Persons who voted in last month’s party primary elections can only vote in that party’s primary runoff election under state law. Registered voters who did not vote in last month’s elections are eligible to vote in either party’s runoff election.

On the Democratic side, two-term incumbent Anderson County Judge Carey G. McKinney and long-time Anderson County Precinct 1 Justice of the Peace Linda Bostick Ray are squaring off for the right to advance to the fall general election.

In last month’s Democratic Primary, McKinney had 1,287 votes (42.7 percent) to Ray’s 1,213 votes (40.2 percent), while Ava Harmon, former local tourism director, ran third with 516 votes (17.1 percent).

The McKinney-Ray winner will face unopposed Republican Susan Perryman Evans, a retired Texas Department of Criminal Justice senior warden, in the Nov. 7 general election.

Also on the Democratic ballot is the precinct 2 commissioners’ runoff pitting political newcomer Rashad Q. Mims I against former two-term Precinct 2 Commissioner Rodney A. Howard Sr.

In a tight three-way race last month, Mims had 304 votes (39.4 percent) to Howard’s 291 votes (37.7 percent). L.W. Terry, a precinct 2 employee, ran a competitive third with 176 votes (22.9 percent).

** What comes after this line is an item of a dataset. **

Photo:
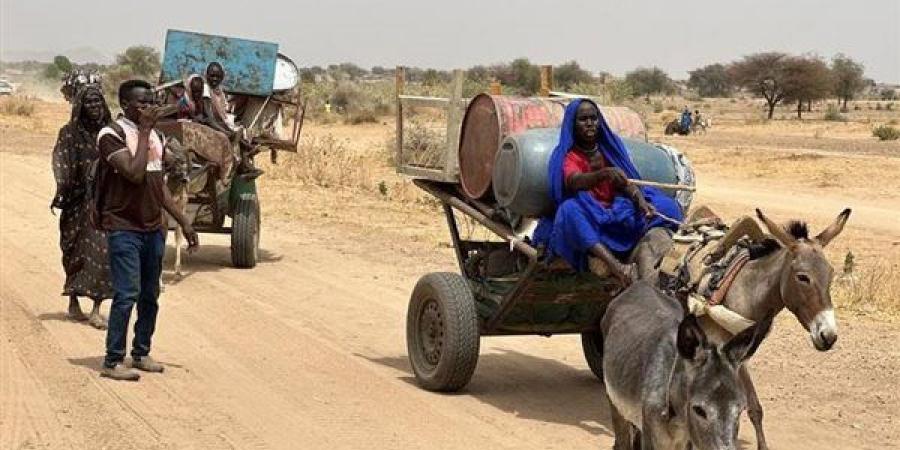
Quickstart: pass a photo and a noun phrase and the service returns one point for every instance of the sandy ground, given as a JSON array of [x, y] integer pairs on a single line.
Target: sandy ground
[[308, 350]]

Local Democrats will also be voting in a pair of statewide runoffs — one for the party’s U.S. Senate nominee (Barbara Ann Radnofsky and Gene Kelly) and the other for the party’s lieutenant gubernatorial pick (Maria Luisa Alvarado and Benjamin Z. Grant).

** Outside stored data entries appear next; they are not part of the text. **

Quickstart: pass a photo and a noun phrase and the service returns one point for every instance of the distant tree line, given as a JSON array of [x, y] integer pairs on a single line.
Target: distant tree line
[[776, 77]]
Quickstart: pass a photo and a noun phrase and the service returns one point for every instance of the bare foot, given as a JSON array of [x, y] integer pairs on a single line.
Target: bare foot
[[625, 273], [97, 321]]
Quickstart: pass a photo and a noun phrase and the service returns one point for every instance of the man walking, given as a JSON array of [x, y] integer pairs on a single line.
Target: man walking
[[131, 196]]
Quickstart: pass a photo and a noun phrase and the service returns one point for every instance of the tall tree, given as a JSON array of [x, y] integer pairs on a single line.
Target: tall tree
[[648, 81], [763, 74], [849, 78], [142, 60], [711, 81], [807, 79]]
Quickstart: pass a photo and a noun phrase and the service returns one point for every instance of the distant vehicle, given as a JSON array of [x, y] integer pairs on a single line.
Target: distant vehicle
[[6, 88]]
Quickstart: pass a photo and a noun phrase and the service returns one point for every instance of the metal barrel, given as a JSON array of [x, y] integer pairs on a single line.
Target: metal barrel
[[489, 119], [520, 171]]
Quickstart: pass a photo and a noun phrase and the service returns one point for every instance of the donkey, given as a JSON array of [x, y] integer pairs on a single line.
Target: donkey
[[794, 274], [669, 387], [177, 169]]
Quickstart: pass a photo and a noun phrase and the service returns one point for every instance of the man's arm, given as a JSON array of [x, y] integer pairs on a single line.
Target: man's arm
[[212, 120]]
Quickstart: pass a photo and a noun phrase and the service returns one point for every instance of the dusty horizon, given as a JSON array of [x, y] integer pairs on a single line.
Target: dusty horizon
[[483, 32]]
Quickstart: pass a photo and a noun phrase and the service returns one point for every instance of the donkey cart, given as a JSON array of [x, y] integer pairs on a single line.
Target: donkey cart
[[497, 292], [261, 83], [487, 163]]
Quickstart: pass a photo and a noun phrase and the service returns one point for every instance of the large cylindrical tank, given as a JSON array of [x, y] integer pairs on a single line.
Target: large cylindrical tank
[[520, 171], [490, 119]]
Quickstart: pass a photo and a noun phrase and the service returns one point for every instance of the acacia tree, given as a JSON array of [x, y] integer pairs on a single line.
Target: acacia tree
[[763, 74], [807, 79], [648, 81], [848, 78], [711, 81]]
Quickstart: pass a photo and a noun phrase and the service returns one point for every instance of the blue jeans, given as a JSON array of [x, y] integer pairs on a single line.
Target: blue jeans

The local Republican ballot includes a single race — a runoff to determine the party’s nominee for Place 8 on the Texas Court of Criminal Appeals.

That race pits incumbent jurist Charles Holcomb against five-term state representative Terry Keel of Austin.

Holcomb, who now resides in Wimberley, is a former East Texan who served as district attorney in Cherokee County during the early 1990s.